Pena Nieto took office on Dec. 1, 2012, in a tough campaign that candidates had to run while in the midst of economic turmoil and rampant crime, especially homicides committed by the bloodthirsty cartels.
“Not a week goes by without Mexican police or the military discovering yet another mass grave,” said Joseph Listron, a criminologist and crime scene investigator. “Mexico’s crime and violence are detrimental to any desire to become a prosperous nation.”
Pena Nieto promised that he will order 10,000-strong militarized police force known as the national gendarmerie to be created. The military would continue to patrol Mexico’s streets until the gendarmerie is ready to take over, but the Mexican people will soon see an end to soldiers in their neighborhoods.
In addition, Mexican Attorney General position will be elevated and its staff increased to handle national prosecutions, Pena Nieto told the Public Security National Council of Mexico.
The new president also promised that his government would invest $9.17 billion in 2013 for crime prevention programs.
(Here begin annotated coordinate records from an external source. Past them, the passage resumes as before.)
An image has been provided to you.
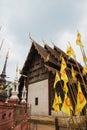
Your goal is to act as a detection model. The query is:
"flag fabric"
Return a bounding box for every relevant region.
[61,93,73,116]
[53,71,60,88]
[45,54,50,62]
[61,69,68,83]
[58,94,62,104]
[76,32,84,47]
[71,66,76,80]
[66,44,76,58]
[52,92,60,112]
[60,57,67,73]
[83,53,87,63]
[82,66,87,75]
[63,82,68,93]
[75,82,86,115]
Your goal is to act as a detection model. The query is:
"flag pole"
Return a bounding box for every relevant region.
[80,46,87,67]
[0,39,4,50]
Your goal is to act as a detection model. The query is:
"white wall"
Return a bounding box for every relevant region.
[28,79,49,115]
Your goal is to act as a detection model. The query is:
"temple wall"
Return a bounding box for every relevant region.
[28,79,49,115]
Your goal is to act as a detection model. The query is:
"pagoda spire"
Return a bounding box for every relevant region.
[0,51,9,82]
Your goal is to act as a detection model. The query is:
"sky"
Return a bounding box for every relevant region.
[0,0,87,82]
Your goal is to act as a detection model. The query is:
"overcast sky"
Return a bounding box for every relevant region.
[0,0,87,81]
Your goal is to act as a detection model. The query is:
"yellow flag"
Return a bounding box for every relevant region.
[61,93,73,116]
[60,57,67,73]
[82,66,87,75]
[61,70,68,83]
[76,32,84,47]
[75,82,86,115]
[52,92,60,112]
[66,45,76,58]
[53,71,60,88]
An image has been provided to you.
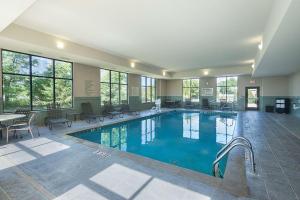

“Pena Nieto’s new strategy is different from the one used by his predecessor Felipe Calderon, who relied on the military in a war with drug cartels,” according to U.S. law enforcement officers assigned to Mexico’s drug war.
“While Calderon’s strategy is seen as a monumental failure with more than 60,000 drug-related killings occurring during his six-year term, I’m not betting on this new president’s Obamanesque transformation of the Mexican law enforcement strategy,” said Iris Aquino, a former undercover narcotics officer.
In his first address to the nation as president, Mexico’s Enrique Pena Nieto said his government would “take inspiration from the past” to “transform Mexico into the power it should be.”
“Mexico is now ready to take off in the 21st century, we have the historic opportunity to transform Mexico into the power it should be,” said Pena Nieto in the capital city’s National Palace, shortly after taking the oath of office earlier in the day.